In my mind, a drawback of a classical recording is that a certain interpretation can become standard.  There is a lot to be learned from a master's recording, but perhaps individuality is harder to come by since recordings have been our primary mode of listening.  Before recordings listeners probably remembered the vibe and the sound of the performer, not the way he or she chose to play a particular phrase.   Of course sound and vibe can be emulated from a recording, but all too often it's the specifics of a performance that are emulated, and then worse yet those specifics might become expected of subsequent performers.  In any case, recordings allowed the possibility of direct emulation of finer musical elements.

Now, I suppose this kind of thing was always happening in classical music from teacher to student.  This teacher studied with so and so who studied with Liszt..."Liszt played this phrase in this way and now I'm passing it down to you."  So that contradicts my point a bit, but I'd still like to think that emulation through a teacher is less intense than emulation of a recording.   A teacher is hopefully responding to the pupil's specific needs and challenges.  A very good teacher is coaxing the unique interpretation of the student to the surface.  

Now back to the pop music.  How many times have you heard someone say that a band is so much better live in concert than on the record?  I hear that all the time.  So it could be argued that recordings are a somewhat poor representation of a live concert.  At least they used to be.  I would agree with that argument in reference to most of the history of music recordings.  However, it seems like nowadays studio techniques might be used to create something just as special or even more special than a live performance.  The way that Stargate and Ester Dean work together is at least somewhat a result of modern studio capabilities.  And the myriad of effects and sounds available there are finally allowing the recording to be it's own thing - not just a representation of a live performance.  Could it be that music recordings and the recording studio are finally living up to their full potential through pop music?  In any case, we could say that many pop recordings are no longer representations of live performances, but in fact the opposite is true - live performances are now (often very literal) attempts at representing music that was created in the studio first.  I would like to note the ironic fact that the author is not at all involved with making such music, and listens to it very infrequently.  And of course this could be true of many different styles of music.  

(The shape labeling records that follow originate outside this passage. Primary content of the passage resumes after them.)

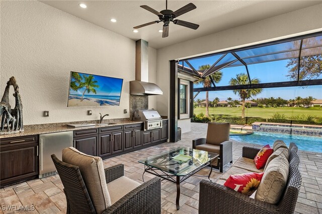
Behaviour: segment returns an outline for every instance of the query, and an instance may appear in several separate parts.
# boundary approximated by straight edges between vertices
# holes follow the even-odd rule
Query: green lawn
[[[297,115],[308,115],[318,118],[322,117],[322,108],[251,108],[245,109],[245,116],[259,117],[262,118],[272,118],[275,113],[284,114],[287,117]],[[198,107],[194,110],[194,114],[206,113],[206,108]],[[228,115],[234,117],[241,117],[242,108],[217,107],[209,108],[209,114]]]

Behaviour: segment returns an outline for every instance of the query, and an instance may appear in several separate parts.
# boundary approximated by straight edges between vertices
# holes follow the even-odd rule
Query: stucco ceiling
[[[162,23],[140,28],[137,33],[132,30],[134,26],[157,20],[156,15],[140,8],[140,5],[146,5],[160,11],[165,9],[165,1],[41,2],[134,40],[143,39],[156,49],[322,3],[322,1],[307,0],[169,0],[168,9],[174,11],[190,2],[195,4],[196,9],[182,15],[179,19],[198,24],[200,27],[194,30],[171,23],[169,37],[163,38],[162,33],[158,32],[162,29]],[[79,7],[80,3],[86,4],[87,8]],[[112,18],[116,19],[117,22],[111,22]]]

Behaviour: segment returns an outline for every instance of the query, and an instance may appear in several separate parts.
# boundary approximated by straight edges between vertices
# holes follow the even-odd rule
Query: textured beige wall
[[[321,11],[322,4],[317,5],[158,49],[157,83],[164,92],[156,101],[159,113],[170,110],[169,60],[320,31]]]
[[[129,109],[129,81],[135,79],[134,41],[39,2],[0,4],[1,94],[15,76],[25,124],[97,120],[99,113],[129,117],[123,110]],[[70,71],[123,78],[120,106],[66,107]]]

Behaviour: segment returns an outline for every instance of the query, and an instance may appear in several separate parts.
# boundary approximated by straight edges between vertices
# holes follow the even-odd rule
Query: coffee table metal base
[[[209,161],[209,163],[200,166],[199,167],[195,169],[191,172],[188,173],[185,175],[182,176],[175,175],[162,169],[157,169],[156,168],[145,165],[144,172],[143,172],[143,174],[142,175],[142,178],[143,179],[143,181],[145,182],[143,176],[145,172],[146,172],[153,175],[156,175],[159,177],[160,177],[163,179],[167,180],[172,183],[175,183],[177,185],[177,198],[176,198],[176,205],[177,205],[177,209],[179,209],[180,208],[180,206],[179,204],[179,200],[180,199],[180,183],[185,181],[190,176],[193,175],[195,173],[199,172],[201,169],[203,169],[206,166],[209,166],[210,165],[210,162]],[[211,167],[211,166],[210,166],[210,172],[209,172],[209,174],[208,176],[208,179],[210,181],[211,181],[211,180],[210,180],[210,175],[211,175],[211,172],[212,172],[212,167]]]

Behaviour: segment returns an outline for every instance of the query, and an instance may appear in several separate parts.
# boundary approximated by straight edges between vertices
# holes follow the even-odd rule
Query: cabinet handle
[[[24,142],[25,141],[26,141],[26,140],[20,140],[20,141],[10,141],[10,143],[19,143],[19,142]]]

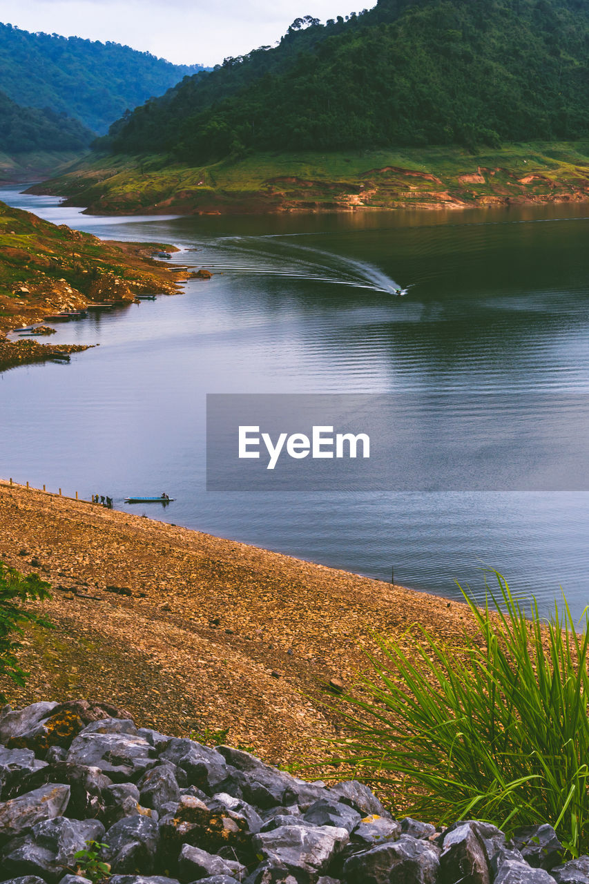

In summary, I've come to believe that for most styles of music the joy of listening to a recording is in the phenomenon of memory satisfaction.  However, memory satisfaction is not the point of all music recordings.   The invention of music recordings might have significantly changed the way music is learned and interpreted.  And the music recording might be living up to its full potential in pop music and other modern music, which is no longer a representation of live performance - rather a separate entity with it's own features and purposes.